The moon is still dark and for a good reason. 1968. Bill Anders, the rookie astronaut of the three onboard Apollo 8, orbiting our moon, his principle duty was to photograph sites of scientific interest on the lunar surface. They had traversed the dark side of the moon, so-called not because it’s dark but unseen from an Earth’s perspective, a result of its mass relative to Earth’s, and the distance and forces between the two bodies: the moon is large enough to partner the Earth in a cosmic waltz around the Sun, face to face for eternity.

It was a disappointing voyage across the dark side, craters, ridges, plains – the usual stuff. And then it happened. As they approached the end, they saw out of their window the Earth rising out of the Moon’s horizon. A beautiful blue-green jewel gliding skywards in the black firmament. Can you imagine the emotion?

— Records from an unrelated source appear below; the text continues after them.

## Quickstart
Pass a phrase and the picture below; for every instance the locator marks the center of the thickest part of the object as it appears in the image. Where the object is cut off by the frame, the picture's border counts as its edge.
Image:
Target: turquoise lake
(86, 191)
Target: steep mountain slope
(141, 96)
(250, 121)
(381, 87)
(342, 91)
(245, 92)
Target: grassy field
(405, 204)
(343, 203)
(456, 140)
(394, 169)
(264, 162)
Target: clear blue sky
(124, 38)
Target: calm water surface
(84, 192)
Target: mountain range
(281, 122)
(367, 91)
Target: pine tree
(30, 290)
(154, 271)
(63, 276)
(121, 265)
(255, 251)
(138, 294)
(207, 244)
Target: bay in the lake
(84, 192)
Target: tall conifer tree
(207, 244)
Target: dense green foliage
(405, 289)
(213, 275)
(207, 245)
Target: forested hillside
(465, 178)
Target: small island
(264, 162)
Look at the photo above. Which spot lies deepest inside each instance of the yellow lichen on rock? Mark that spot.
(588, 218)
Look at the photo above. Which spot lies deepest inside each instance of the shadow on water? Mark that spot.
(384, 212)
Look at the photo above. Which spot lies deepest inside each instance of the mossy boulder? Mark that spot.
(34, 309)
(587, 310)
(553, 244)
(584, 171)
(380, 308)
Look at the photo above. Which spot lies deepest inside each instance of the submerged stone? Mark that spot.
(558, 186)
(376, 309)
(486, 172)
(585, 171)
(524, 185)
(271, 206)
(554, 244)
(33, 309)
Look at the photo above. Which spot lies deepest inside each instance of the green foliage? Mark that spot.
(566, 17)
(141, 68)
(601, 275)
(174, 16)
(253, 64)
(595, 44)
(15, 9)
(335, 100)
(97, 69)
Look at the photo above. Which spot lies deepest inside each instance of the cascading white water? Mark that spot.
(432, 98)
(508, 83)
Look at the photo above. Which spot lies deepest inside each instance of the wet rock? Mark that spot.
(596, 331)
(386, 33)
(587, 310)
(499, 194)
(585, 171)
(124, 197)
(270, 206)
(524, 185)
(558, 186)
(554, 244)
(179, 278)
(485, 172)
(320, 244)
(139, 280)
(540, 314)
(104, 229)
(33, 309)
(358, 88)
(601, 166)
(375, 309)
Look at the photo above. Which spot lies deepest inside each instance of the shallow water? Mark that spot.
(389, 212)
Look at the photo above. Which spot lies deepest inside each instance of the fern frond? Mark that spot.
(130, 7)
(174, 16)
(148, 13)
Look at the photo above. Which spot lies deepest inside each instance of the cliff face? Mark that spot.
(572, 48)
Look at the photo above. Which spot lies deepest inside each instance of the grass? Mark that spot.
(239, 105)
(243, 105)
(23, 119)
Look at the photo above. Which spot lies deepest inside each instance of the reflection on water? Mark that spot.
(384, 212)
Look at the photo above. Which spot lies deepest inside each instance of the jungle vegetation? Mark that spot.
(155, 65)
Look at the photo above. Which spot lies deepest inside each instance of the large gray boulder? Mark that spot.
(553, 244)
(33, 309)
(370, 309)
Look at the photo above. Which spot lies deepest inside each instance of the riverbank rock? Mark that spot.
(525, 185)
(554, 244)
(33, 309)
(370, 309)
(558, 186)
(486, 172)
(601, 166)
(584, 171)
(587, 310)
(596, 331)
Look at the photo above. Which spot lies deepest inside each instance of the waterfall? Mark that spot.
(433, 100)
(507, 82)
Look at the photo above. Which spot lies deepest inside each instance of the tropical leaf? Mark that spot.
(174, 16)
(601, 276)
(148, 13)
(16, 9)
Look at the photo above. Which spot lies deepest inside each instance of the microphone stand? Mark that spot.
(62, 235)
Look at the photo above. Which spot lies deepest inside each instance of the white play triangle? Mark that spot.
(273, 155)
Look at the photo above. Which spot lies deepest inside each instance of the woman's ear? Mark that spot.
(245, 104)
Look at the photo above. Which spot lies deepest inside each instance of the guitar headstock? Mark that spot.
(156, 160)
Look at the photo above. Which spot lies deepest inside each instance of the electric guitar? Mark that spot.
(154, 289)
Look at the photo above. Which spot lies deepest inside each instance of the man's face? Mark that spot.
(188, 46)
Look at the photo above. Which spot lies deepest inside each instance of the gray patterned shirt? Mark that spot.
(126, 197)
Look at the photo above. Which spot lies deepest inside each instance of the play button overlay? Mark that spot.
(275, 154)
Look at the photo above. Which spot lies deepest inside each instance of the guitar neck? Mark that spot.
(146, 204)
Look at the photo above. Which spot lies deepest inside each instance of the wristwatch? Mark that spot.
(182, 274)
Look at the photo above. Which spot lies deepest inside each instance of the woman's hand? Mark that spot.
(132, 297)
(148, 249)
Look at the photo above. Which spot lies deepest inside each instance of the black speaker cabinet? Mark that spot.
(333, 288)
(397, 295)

Anders camera was filled with monochrome film, and almost all frames exposed. He took a photo of the Earth emerging from the stark lunar landscape with the remaining frame, then asked for a roll of colour film. With this loaded, he took the image which easily surpassed all of those he’d taken of the moon, the real purpose of the mission, and gave the Earth not only the defining moment of the voyage but a profound sense of the glorious nature of Planet Home.

Had the Moon not been dark, had it been slightly brighter, more colourful and vibrant, the emotional response would have been much less, possibly unremarkable. But it was dark, and the Earth shone brilliantly. And the moon is dark still.


Written for Reena’s Exploration Challenge – Week #62 – “The Moon is still dark…”

Earthrise (1968)

There was some controversy about which of the three astronauts – Frank Borman, Bill Anders, and Jim Lovell – had taken the defining image. While it was Anders’ job to take specific pictures of scientific interest to a set programme, Borman adamantly remembers taking that particular photo himself. He had used the camera at another time to take an unscheduled “tourist” snap and the fallibility of memory under the force of emotion probably had him mixed up. Even Lovell jokingly got in on the act by joshing everyone how he took the photo. But it was more likely Anders, as mission control voice recordings suggest.